Today, the online Help centers feature cleaner, state-of-the-art web layouts, which the HPE team has created by replacing the traditional tripane format of online Help websites with the frameless top navigation output for HTML5. Additionally, the frameless feature of HTML5 enables search engines, such as Google, to easily access the content.
Flare’s responsive design feature is terrific. With a single output, we can deliver a properly proportioned view of our online Help regardless of the user’s device.
Reuven Fine Information Engineering Manager, Hewlett Packard Enterprise
“In the past, tripane really limited us when we tried to move all of our documentation online; web crawlers also had difficulty picking up topics in the output,” Fine recalled. “It’s a completely different world taking advantage of Flare’s flexibility to add a top navigation bar and mini TOCs that make the sites easier for users to read.”
Baynash added, “Flare’s top navigation has really helped us to provide a more modern, seamless web experience for users, who love the look and feel of the new online Help and the consistency across the different centers.
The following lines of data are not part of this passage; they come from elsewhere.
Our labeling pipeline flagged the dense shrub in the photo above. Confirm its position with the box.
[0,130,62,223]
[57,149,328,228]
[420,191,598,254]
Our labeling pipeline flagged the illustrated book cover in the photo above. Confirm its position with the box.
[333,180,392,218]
Since the content is less cluttered, customers are able to search through the information more quickly.”
Significantly, the HPE online Help centers’ responsive design means that the interface automatically adjusts to users’ screens–whether they are using a desktop system, mobile phone, or tablet.
“Flare’s responsive design feature is terrific. With a single output, we can deliver a properly proportioned view of our online Help regardless of the user’s device,” Fine said. “This is important given the increasing number of people who access the Internet today via mobile devices rather than their desktops or laptops.”
Feedback on the Help centers have been positive, according to Baynash: “Our customers love having the flexibility to access content however they want. It’s also been especially helpful for our marketing contacts who have to quickly check things on their phones when they’re at customer sites.”
Multimedia Creates an Interactive Experience
The HPE team also takes advantage of MadCap Flare’s native XML foundation to easily add in multimedia that they have created using external XML tools. These include images, movie galleries, and animated GIFs.
The ability to go under the hood and access Flare’s XML code has been very advantageous. It has allowed us to fine-tune formatting and effectively troubleshoot problems.
Reuven Fine Information Engineering Manager, Hewlett Packard Enterprise
“Nowadays people like fast content, so if you can show something in a graphic or short movie instead of just words, it has a much better impact,” Fine observed. “The ability to go under the hood and access Flare’s XML code has been very advantageous. It has allowed us to fine-tune formatting and effectively troubleshoot problems.”
Baynash noted, “Thanks to Flare, we’ve been able to achieve our goal of redesigning our Help to better support customers and create a really inviting exploratory experience. We look forward to continuing our work with Flare and the MadCap team to build on this success.”